Cashews – These aren’t intimidating, but they’re used a lot in cooking.  I made an amazing tomato sauce last night with cashews and they make a terrific Alfredo sauce–great comfort food with none of the guilt.  Here’s the recipe:

Seitan and Tempeh – My next step is to venture into these…. “Fake meats” have been a little scary for me (though we have done Boca Burgers:o)
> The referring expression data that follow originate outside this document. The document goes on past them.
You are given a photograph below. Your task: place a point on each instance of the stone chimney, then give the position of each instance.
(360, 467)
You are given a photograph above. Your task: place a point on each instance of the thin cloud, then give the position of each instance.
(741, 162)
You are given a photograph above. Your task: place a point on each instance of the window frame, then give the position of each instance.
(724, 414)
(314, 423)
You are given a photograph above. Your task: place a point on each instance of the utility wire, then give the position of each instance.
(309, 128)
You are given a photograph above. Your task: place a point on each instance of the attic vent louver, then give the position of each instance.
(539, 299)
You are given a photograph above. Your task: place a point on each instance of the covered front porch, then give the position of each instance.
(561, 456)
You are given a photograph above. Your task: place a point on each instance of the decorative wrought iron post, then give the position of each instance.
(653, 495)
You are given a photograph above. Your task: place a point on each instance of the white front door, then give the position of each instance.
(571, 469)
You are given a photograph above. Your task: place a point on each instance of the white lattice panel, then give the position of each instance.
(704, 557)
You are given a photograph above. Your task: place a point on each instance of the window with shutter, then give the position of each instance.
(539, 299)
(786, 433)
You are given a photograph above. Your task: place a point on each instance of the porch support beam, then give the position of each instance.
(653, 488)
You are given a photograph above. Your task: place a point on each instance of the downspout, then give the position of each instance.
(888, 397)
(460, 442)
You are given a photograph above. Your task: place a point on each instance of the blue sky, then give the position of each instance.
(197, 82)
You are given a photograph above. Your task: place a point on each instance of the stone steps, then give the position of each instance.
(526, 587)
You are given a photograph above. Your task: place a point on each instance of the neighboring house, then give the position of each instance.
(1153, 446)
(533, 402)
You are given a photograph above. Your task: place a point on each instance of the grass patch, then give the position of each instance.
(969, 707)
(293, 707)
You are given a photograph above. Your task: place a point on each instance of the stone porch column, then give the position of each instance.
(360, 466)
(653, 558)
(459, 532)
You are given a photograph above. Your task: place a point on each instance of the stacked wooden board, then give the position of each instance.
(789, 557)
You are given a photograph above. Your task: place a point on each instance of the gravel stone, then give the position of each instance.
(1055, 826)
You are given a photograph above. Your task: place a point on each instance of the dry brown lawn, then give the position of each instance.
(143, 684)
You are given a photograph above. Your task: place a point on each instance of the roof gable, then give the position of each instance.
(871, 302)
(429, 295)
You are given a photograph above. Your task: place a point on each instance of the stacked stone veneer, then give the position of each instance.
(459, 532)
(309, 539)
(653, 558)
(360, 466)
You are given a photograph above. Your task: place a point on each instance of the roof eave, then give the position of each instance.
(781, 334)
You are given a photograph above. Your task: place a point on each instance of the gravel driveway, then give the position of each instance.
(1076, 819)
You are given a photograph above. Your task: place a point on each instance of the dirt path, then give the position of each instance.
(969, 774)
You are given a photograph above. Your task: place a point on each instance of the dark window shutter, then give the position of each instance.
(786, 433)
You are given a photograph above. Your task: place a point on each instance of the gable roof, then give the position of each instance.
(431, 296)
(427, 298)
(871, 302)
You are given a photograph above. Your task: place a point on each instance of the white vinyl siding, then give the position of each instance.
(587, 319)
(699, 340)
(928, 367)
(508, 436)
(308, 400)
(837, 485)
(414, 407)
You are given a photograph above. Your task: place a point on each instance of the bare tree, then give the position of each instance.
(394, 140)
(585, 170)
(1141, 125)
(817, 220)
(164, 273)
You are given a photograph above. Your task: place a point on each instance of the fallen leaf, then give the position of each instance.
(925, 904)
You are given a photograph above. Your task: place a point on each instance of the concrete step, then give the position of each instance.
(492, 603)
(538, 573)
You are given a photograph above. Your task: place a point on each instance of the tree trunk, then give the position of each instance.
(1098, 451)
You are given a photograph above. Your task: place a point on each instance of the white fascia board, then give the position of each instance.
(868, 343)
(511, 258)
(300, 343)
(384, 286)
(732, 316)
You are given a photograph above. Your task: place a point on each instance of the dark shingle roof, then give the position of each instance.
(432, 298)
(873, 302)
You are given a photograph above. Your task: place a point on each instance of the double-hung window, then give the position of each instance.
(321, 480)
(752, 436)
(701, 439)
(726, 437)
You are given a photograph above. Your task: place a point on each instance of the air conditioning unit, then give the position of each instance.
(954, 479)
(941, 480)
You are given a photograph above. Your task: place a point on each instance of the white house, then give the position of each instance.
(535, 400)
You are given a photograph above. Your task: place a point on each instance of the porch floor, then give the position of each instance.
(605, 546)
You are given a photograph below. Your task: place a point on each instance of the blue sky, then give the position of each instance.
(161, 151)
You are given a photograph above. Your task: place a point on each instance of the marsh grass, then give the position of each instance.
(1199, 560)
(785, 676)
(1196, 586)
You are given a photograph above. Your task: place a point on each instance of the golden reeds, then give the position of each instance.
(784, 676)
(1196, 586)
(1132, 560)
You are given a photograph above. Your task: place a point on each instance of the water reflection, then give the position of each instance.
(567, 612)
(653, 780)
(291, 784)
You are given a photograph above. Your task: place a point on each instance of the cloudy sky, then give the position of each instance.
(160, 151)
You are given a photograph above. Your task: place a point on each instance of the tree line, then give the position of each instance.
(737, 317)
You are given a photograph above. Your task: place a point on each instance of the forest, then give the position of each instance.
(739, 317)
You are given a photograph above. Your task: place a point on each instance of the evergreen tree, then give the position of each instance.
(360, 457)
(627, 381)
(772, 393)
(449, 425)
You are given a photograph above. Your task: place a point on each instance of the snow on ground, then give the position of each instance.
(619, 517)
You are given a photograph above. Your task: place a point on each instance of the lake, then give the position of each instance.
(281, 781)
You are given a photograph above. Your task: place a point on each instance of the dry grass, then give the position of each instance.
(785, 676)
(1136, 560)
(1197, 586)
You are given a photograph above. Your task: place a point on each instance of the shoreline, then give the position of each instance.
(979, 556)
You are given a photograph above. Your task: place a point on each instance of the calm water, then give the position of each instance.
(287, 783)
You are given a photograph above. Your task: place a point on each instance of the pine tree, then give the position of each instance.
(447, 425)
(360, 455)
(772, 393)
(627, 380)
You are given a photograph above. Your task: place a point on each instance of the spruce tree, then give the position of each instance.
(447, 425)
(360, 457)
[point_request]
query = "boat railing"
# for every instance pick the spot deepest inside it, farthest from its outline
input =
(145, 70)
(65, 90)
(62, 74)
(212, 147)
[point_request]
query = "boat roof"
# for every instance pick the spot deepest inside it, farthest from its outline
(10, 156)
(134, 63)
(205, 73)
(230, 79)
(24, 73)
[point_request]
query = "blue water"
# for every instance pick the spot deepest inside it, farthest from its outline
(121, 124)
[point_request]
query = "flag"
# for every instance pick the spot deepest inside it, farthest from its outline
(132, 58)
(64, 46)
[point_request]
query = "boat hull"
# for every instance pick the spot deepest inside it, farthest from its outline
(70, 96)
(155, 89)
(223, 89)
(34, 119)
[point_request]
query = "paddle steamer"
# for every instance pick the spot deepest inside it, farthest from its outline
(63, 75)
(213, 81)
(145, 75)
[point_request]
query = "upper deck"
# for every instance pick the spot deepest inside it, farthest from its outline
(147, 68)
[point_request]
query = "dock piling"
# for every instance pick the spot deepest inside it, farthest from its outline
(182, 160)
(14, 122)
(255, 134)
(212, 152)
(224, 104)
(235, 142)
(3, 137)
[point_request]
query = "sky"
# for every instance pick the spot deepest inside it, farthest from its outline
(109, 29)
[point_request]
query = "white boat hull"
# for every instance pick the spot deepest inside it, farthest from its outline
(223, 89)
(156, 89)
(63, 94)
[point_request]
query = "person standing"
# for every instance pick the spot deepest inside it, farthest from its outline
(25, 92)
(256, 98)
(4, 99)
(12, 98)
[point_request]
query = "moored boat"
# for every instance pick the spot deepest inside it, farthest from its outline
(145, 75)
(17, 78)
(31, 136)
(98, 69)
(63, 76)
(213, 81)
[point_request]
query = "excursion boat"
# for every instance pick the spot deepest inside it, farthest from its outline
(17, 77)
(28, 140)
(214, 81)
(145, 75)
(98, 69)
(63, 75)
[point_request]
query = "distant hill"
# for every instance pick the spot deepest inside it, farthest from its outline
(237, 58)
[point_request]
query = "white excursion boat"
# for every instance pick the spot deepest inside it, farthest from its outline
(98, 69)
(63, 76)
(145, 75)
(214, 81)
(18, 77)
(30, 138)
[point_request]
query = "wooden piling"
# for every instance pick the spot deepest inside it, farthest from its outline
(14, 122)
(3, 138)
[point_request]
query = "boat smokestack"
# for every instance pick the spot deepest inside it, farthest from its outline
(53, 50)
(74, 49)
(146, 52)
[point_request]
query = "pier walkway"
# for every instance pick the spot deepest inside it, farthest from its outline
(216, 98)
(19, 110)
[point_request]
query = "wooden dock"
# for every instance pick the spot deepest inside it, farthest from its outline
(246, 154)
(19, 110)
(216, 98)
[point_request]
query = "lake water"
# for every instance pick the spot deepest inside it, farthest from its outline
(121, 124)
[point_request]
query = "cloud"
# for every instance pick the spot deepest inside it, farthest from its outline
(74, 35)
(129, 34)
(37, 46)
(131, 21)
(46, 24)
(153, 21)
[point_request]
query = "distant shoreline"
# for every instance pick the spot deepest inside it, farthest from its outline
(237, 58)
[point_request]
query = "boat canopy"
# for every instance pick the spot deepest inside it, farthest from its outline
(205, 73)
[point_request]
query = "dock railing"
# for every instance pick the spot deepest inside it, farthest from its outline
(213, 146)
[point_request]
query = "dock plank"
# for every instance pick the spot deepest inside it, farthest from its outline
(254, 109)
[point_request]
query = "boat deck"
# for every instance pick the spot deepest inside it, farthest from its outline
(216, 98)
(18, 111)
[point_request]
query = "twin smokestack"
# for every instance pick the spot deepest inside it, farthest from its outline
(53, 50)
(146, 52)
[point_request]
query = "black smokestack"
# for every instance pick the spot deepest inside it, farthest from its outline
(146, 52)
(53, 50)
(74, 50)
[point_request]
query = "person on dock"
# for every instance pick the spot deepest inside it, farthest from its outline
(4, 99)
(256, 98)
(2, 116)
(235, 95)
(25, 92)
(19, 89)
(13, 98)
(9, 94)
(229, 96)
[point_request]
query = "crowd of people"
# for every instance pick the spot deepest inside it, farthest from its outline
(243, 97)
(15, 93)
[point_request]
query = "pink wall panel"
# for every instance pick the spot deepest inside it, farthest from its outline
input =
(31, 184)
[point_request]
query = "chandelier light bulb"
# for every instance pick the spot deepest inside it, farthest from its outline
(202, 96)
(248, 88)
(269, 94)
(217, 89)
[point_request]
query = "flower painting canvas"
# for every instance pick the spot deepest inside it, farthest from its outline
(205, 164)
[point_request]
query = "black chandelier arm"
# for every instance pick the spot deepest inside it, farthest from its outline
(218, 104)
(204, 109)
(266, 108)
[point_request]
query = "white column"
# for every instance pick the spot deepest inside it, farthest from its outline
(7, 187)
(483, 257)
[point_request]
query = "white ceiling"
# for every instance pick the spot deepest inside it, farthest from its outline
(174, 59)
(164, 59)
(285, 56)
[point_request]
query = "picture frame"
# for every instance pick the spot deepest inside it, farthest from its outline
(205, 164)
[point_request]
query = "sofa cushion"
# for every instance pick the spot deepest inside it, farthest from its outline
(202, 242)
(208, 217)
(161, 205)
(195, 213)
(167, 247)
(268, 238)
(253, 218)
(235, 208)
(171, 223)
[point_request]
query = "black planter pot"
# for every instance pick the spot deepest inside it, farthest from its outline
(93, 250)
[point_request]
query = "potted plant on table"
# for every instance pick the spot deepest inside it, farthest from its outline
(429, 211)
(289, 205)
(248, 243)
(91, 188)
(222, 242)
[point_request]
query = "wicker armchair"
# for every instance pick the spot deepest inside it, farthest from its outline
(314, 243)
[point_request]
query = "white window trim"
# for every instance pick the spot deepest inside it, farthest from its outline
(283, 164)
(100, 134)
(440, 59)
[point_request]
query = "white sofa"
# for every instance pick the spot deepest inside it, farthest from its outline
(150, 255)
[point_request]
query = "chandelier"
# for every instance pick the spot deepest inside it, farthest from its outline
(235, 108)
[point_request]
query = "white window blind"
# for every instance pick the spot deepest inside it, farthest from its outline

Ultimately, a great cookbook will be the best impetus for you to wade into these foodstuffs.  Let me know if you have more specific questions or have an ingredient that you’re curious about!


3 responses to this post.

  1. Awesome, awesome, awesome blog . . . George and I are starting Power 90 (workout), as we will never pay a gym membership again. We also need to change our eating habits due to his chol. levels. However, I am convinced that the entire family needs to be a part – so I’ve been looking for something to guide me.

    It’s YOU!!!!!!!!!!!!!

    Following you now . . . not like a stalking thing.

    Well, kind of.


    • I’m going to be doing my next one on getting the whole family on board. Thanks for the comment, Joline!!! My sister’s doing the P-90 thing. Let me know how it goes!


      • I get so overwhelmed by vegan sites . . . or just plain vegetarian sites – but something about how you’ve structured yours, with the list of ingredients to start the pantry and stuff seems so doable.

        I started Power 90 last night (not P90X – I don’t have 1 hr plus to workout) and really liked it. It’s just no nonsense circuit training. Keeping it steady for 90 days straight will be the hard part. But it’s a start.